Die Rollen: Verglichen mit den Regisseuren kommen die Fernseh- und Medienleute ganz schlecht weg (das hatten wir ja auch nicht anders erwartet). Mit einer Schreiattacke, die an beste Publikumsbeschimpfungszeiten erinnert, spuckt der aus der Journaille Ausgestoßene seinen Haß auf dieselbe in die ersten Reihen des Schauspielhauses. Anders denkt er, auf der anderen Seite steht er, und daher wird ihm von den anderen Krähen das Auge ausgehackt.

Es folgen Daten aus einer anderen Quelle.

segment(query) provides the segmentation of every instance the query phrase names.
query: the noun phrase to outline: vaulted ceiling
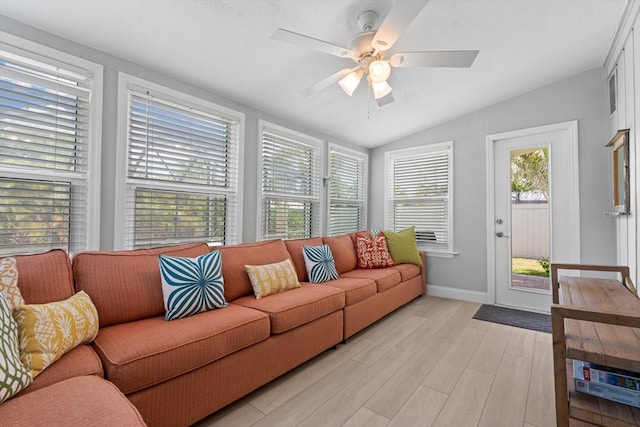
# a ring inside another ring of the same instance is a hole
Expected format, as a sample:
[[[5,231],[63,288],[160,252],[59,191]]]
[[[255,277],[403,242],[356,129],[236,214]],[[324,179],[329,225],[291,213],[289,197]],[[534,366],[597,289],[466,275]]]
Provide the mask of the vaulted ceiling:
[[[403,0],[397,0],[403,1]],[[404,0],[412,1],[412,0]],[[338,140],[375,147],[602,66],[626,0],[431,0],[393,51],[479,50],[470,69],[398,68],[395,102],[366,85],[302,91],[350,59],[271,39],[347,46],[389,0],[1,0],[0,14],[158,70]]]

Vor ihm brüllt ein lienientreuerer Kollege (Peter Harting) seinen Haß auf das Land hervor, aus dem er berichtet. Verstehen kann man ihn: er kann diesen Krieg nicht nachvollziehen, ihm ist der Bruderzwist so fremd, daß er sich selbst fragt, wie er darüber informieren soll. Gut angelegt ist die Rolle: ihm nimmt man seinen Selbsthaß ab, seine innere Zerissenheit; der 3. Internationale,- wie er im Stück heißt, drängt den/die ZuschauerIn in die Rolle des/der Einheimischen, der/die sich fragt, was die westlichen Journalisten und Uno-Soldaten im Land verloren haben. Doch sie alle - Medienleute wie Filmemacher schauen nur zu: die Hauptrollen spielen:
Die Nachbarn: Sie stehen repräsentativ für die Volksgruppen auf dem Balkan, sie haben Geschichte erlebt; sind verstört, können nicht mehr sorgenlos leben, da jede Assoziazion Erinnerung an den Krieg hervorruft. Für sie scheint ein Neuanfang unmöglich. Die einzige positive Figur ist die Frau (Anke Hartwig). Im Stück heißt sie wahlweise Schönheitskönigin oder Fellfrau: als Mutter versteht sie alles, als blonde Beruhigende zieht sie alle mit in den Einbaum. Erst sie macht körperliche Berührungen wieder möglich, erst mit ihr können die Gräuel der Gemetzel verarbeitet werden.
Diese These bleibt auch bei Handke natürlich nicht aus, und die Wirklichkeit assistiert ja auch fleißig und schafft Beispiele. Trotzdem geht die Zuschauerin nicht mit dem Gefühl nach Hause, jeder Mann sei ein potenzieller Vergewaltiger, sondern kann sich im Gegenteil von der knolligen Urfrau seltsam getröstet fühlen. Sie schafft die Verbindung von der Urzeit bis heute, sie holt sowohl den Kriegsverbrecher, als auch den bluessingenden Wald- oder Irrläufer (Martin Schneider legt ein berührendes Solo hin) in ihr Boot, wo auch noch Platz für die Nachbarn ist.